Reaching a compromise

Deal expected on when Fourth of July chairs can hit Canonsburg streets

  • By Christie Campbell
    Staff writer October 2, 2012

CANONSBURG – A compromise on when chairs can line Pike Street for the annual July 4 parade appears to have been reached.

Borough council will vote next week to allow chairs to be placed along the route 48 hours before the parade.

The Fourth of July Committee had suggested the two-day time frame, explained Councilman Joseph McGarry in a report to borough council Monday night.

“They thought the 6 a.m. time would cause chaos,” he told council, referring to council’s earlier edict that chairs not be placed out until the morning of the Independence Day parade.

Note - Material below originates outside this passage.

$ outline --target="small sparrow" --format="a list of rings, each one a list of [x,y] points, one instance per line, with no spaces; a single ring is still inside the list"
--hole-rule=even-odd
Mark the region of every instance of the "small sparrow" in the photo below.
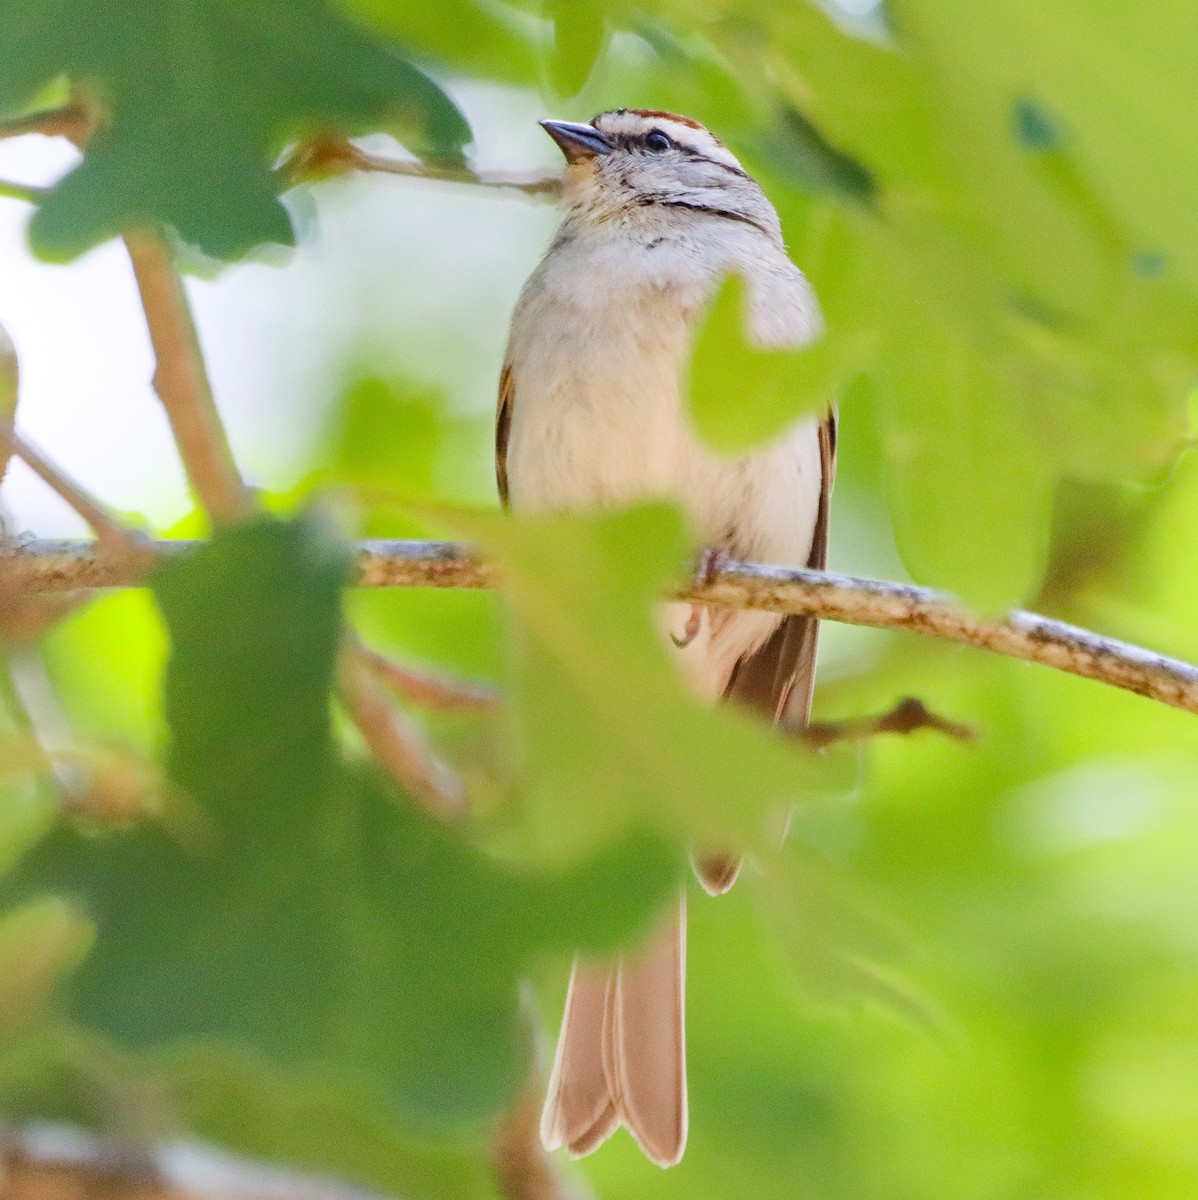
[[[586,512],[664,498],[689,518],[701,564],[727,555],[822,568],[834,414],[724,457],[699,440],[687,412],[695,326],[726,276],[743,281],[755,344],[803,346],[819,335],[815,296],[787,257],[773,206],[687,117],[617,109],[589,125],[541,124],[568,164],[565,216],[512,317],[495,448],[503,502],[525,513]],[[787,727],[806,723],[815,620],[663,610],[673,653],[701,695]],[[695,864],[713,895],[739,867],[727,855]],[[639,951],[575,962],[541,1121],[549,1149],[588,1154],[625,1125],[654,1162],[682,1157],[685,930],[682,898]]]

That ban caused a petition to be circulated and creation of a “Save the Canonsburg parade chairs” Facebook page.

But this year some chairs were set out as early as June 22, leading to problems when high winds blew them into the street. Others were being tied together with yellow caution tape or chained to trees, creating hazards for pedestrians.

The new recommendation is to allow seating to be placed along the route at 6 a.m. July 2.

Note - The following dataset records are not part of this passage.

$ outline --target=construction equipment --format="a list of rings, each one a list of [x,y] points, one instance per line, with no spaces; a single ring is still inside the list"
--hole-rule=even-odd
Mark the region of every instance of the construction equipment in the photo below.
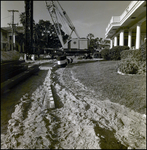
[[[81,51],[88,51],[88,39],[87,38],[80,38],[73,23],[71,22],[69,16],[62,8],[58,1],[45,1],[47,10],[51,16],[52,22],[55,27],[55,31],[58,35],[58,38],[61,42],[62,49],[65,52],[74,51],[81,52]],[[62,26],[61,26],[62,25]],[[65,29],[70,29],[69,37],[66,41],[63,40],[63,35],[61,32],[61,28],[64,27]],[[67,29],[67,30],[68,30]],[[68,30],[69,31],[69,30]],[[75,33],[77,38],[72,38],[72,34]]]

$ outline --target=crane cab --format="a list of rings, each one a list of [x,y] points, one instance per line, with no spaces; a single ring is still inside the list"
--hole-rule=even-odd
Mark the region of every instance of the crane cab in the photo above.
[[[89,40],[87,38],[72,38],[64,45],[66,51],[88,50]]]

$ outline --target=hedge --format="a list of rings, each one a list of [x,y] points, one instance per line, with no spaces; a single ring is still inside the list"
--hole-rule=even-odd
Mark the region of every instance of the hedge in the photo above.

McGarry told council the committee has done such a commendable job in organizing the event in past years that council should agree to its recommendation.

Mayor David Rhome asked council to consider enforcement and said a cooperative effort will be needed between the police and public works departments to make sure the chairs are not placed out early.

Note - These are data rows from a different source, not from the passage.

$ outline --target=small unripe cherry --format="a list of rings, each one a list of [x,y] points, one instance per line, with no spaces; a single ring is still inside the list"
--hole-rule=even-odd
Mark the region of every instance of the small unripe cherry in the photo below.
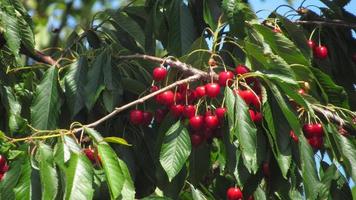
[[[291,130],[291,131],[289,132],[289,136],[294,140],[294,142],[296,142],[296,143],[299,142],[298,136],[294,133],[293,130]]]
[[[314,47],[315,47],[315,42],[314,42],[313,40],[308,40],[308,41],[307,41],[307,44],[308,44],[309,48],[314,49]]]
[[[356,63],[356,52],[352,54],[352,61]]]
[[[314,56],[319,59],[328,57],[328,49],[325,46],[319,45],[314,48]]]
[[[134,125],[142,124],[143,122],[143,112],[141,110],[135,109],[130,112],[130,122]]]
[[[271,176],[270,170],[269,170],[269,163],[268,162],[263,162],[262,165],[262,172],[263,175],[267,178],[269,178]]]
[[[193,130],[199,130],[203,127],[204,118],[201,115],[195,115],[189,118],[189,125]]]
[[[156,67],[153,70],[153,80],[162,81],[167,76],[167,70],[164,67]]]
[[[205,85],[206,95],[210,98],[215,98],[220,94],[220,86],[217,83],[208,83]]]
[[[216,66],[216,60],[214,58],[210,58],[208,61],[209,66]]]
[[[228,200],[242,200],[243,195],[242,195],[242,192],[241,192],[240,188],[238,188],[238,187],[230,187],[226,191],[226,197],[227,197]]]
[[[200,136],[198,134],[192,134],[190,136],[190,140],[192,142],[193,147],[197,147],[203,142],[202,136]]]
[[[282,30],[280,28],[274,28],[272,31],[275,33],[282,33]]]
[[[155,121],[161,123],[166,115],[166,111],[162,109],[157,109],[155,112]]]
[[[204,122],[205,122],[205,126],[211,129],[215,129],[219,125],[219,119],[216,115],[205,116]]]
[[[143,112],[143,120],[142,120],[142,124],[143,125],[149,125],[152,121],[153,115],[150,112]]]
[[[84,153],[85,155],[88,157],[88,159],[92,162],[95,163],[95,155],[94,155],[94,150],[93,149],[89,149],[89,148],[85,148],[84,149]]]
[[[170,90],[164,91],[159,94],[159,102],[163,105],[172,105],[174,103],[174,93]]]
[[[151,86],[151,89],[150,89],[151,92],[156,92],[157,90],[159,90],[159,87],[157,85]]]
[[[298,93],[299,93],[300,95],[305,95],[305,90],[299,89],[299,90],[298,90]]]
[[[311,147],[314,149],[321,149],[323,147],[323,138],[322,137],[310,137],[308,138],[308,142]]]
[[[4,155],[0,154],[0,167],[6,164],[6,158]]]
[[[181,117],[183,114],[184,106],[181,104],[171,105],[170,111],[174,117]]]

Council President John Bevec noted that two weeks prior to the parade the public works crew is painting curbs or weeding along Pike Street anyway.

“If we get a call or they see something, just gather them up and take the chairs to the garage,” he said.

Borough Manager Terry Hazlett agreed, saying that if residents are reminded, they will abide by the new times. McGarry said perhaps a sign could be placed at the end of town as well.

Council also discussed whether it should adopt a new ordinance governing the issue but solicitor Patrick Derrico said that was not necessary as police already have the power to remove hazardous property.